The small intestine is good for absorption since it has a large inner surface area. This is formed due to the plicae circulares which project many tiny finger-like structures of tissue called villi. The individual epithelial cells also have finger-like projections, which are called known as microvilli.
For transport, nutrients commonly rely upon:
Lipids – undergo passive or simple diffusion
Short-chain fatty acids – diffusion
Amino acids – primary active transport
Glucose – secondary active transport
Fructose – facilitated diffusion
Other absorbed substances in the small intestines include:
Most of the water in ingested food and beverages is absorbed by osmosis.
Approximately 80% is absorbed by the small intestine, 10% by the large intestine and the remaining 10% excreted in the faeces.
Of these sodium is absorbed by diffusion and active transport.

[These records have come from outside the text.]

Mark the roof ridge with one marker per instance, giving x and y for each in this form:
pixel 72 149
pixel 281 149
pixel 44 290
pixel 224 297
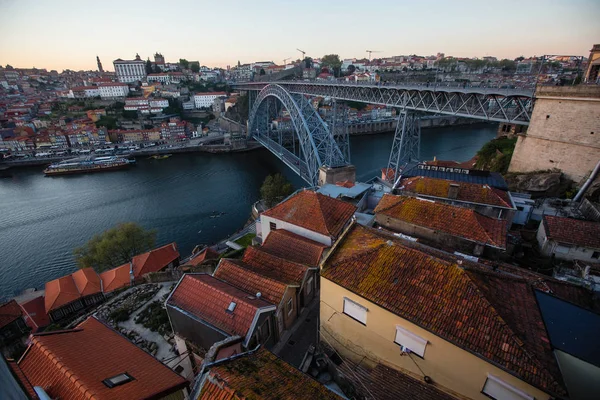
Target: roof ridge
pixel 76 380
pixel 505 326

Chloride (Cl-) is absorbed passively along with sodium or actively transported. Iodine (I-) and Nitrate (NO3-) can passively follow Na+ ions or are absorbed actively. Calcium ions (Ca2+) are absorbed actively in a process stimulated by calcitriol (active form of Vitamin D). Iron ions (Fe2+ and Fe3+), Potassium ions (K+), Magnesium ions (Mg2+) and Phospate ions (PO43-) are absorbed by active transport mechanisms.
Vitamins and minerals
Vitamins including fat soluble ones (Vitamins A, D, E and K) are absorbed together with dietary fats. Water soluble vitamins like vitamins B and C are absorbed by diffusion. Vitamin B12 combined with intrinsic factor (from the stomach) is absorbed by active transport.
Of these iron is absorbed in the duodenum, most are absorbed in the jejunum and Vitamin B12 and bile salts are absorbed in the later part of the ileum.
Disorders of the small intestine
Some of the disorders of the small intestine include:
Obstruction of the small intestine. This may occur due to external pressure, masses in the lumen (foreign bodies, bezoar, gallstones), paralytic ileus, Crohn's disease, Celiac disease, Carcinoid, Meckel's Diverticulum, Gastric dumping syndrome, inguinal hernia, intussuseption, mesenteric ischemia etc.
Infections including Giardiasis, Ascariasis, Tropical sprue, Tape worm infestation etc.